Quando possiamo parlare di un disturbo del comportamento in un bambino o in un ragazzo?

Si fa riferimento ad un disturbo del comportamento quando il disagio interno viene rivolto verso l’esterno. Vengono messe in atto condotte disfunzionali come il non rispetto elle regole, l’aggressività, l’impulsività, la sfida e condotte inappropriate alle richieste dell’ambiente. I comportamenti problematici posso essere situazionali, cioè in età prescolare e scolare possono verificarsi di risposta alle situazioni o al normale processo di sviluppo del bambino. Tuttavia alcune volte possono rappresentare dei campanelli di allarme per l’insorgenza di disturbi del comportamento futuri.

Nel Manuale diagnostico e statistico dei disturbi mentali DSM-5 (APA, 2013), si parla dei cosiddetti “Disturbi del comportamento dirompente, del controllo degli impulsi e della condotta”. In particolare, si fa riferimento a:

Disturbo oppositivo-provocatorio

Il bambino con un disturbo oppositivo provocatorio (DOP) mette in atto comportamenti che compromettono in maniera significativa il proprio funzionamento in ambito familiare, scolastico e sociale.

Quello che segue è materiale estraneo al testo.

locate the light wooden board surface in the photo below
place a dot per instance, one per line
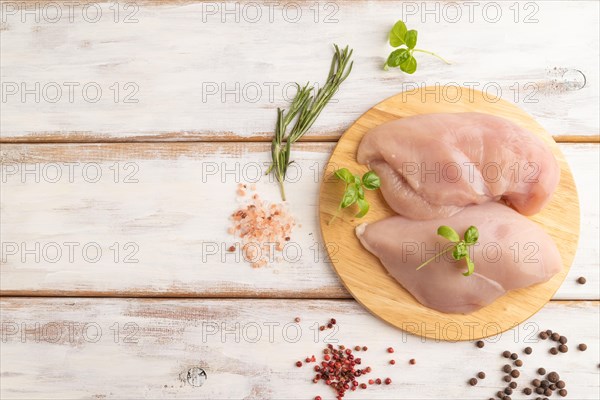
(363, 274)
(183, 197)
(172, 56)
(168, 337)
(188, 72)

Il bambino spesso litiga con adulti e coetanei, ha un rifiuto nel rispettare le regole, spesso ride se sgridato, accusa gli altri dei propri errori. Esibisce spesso livelli di rabbia persistente ed evolutivamente inappropriata e comportamenti provocatori e di oppositività. Il DOP può emergere anche a 7-8 anni d’età.

Quali sono i sintomi?

DSM 5: “Almeno 4 sintomi tra quelli presenti nelle seguenti 3 categorie, presenti da almeno 6 mesi:

Umore arrabbiato / irritabile:

  • spesso va in collera ,
  • spesso suscettibile o facilmente irritabile ,
  • è spesso arrabbiato o rancoroso.

Comportamento ostile / provocatorio:

  • spesso litiga con le figure autoritarie (bambini/adolescenti con gli adulti) ,
  • spesso sfida o rifiuta di seguire le richieste o le regole delle figure autoritarie,
  • spesso irrita deliberatamente gli altri,
  • spesso accusa gli altri per i suoi errori e per il suo comportamento.

Vendicatività:

  • è stato dispettoso e vendicativo almeno 2 volte negli ultimi 6 mesi”.

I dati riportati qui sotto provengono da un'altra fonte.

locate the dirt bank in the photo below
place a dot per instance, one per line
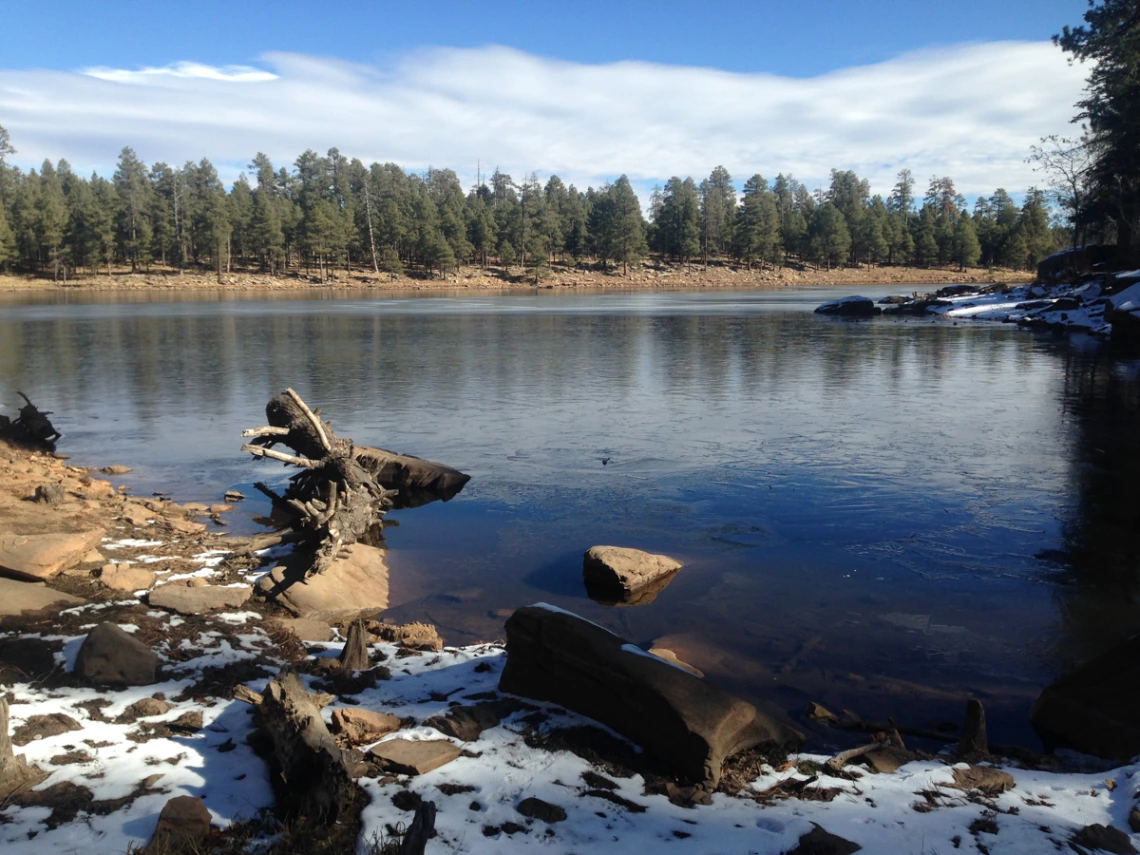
(493, 278)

In cosa consiste il trattamento?

Per quanto riguarda il percorso terapeutico è importante prevedere un’attenta osservazione del bambino e dei colloqui con i genitori e con gli insegnanti  per formulare un quadro della situazione e diagnosticare eventualmente il disturbo oppositivo-provocatorio (DOP).

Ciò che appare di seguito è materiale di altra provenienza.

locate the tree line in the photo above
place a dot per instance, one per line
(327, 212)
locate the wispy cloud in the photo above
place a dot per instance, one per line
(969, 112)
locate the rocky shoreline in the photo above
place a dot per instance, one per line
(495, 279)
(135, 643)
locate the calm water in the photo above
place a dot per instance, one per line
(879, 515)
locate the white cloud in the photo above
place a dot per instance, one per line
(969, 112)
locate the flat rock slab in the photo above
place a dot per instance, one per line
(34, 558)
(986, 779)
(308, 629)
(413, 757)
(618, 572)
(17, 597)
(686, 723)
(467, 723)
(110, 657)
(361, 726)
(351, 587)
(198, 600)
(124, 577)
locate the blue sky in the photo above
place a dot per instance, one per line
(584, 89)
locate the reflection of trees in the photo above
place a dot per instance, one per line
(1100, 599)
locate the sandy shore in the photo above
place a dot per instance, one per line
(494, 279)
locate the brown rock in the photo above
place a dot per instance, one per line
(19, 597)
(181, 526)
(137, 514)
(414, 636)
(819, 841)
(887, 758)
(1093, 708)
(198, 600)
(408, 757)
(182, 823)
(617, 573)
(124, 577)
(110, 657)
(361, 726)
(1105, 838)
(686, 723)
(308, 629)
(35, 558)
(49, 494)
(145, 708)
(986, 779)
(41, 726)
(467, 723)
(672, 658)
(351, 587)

Solo dopo una valutazione diretta e indiretta si stabiliscono degli obiettivi terapeutici. Il lavoro terapeutico deve essere diretto sia al bambino, ai genitori e agli insegnanti.

Il trattamento consiste nel fornire strategie sia cognitive che comportamentali, che serviranno al bambino per gestire situazioni conflittuali e stressanti.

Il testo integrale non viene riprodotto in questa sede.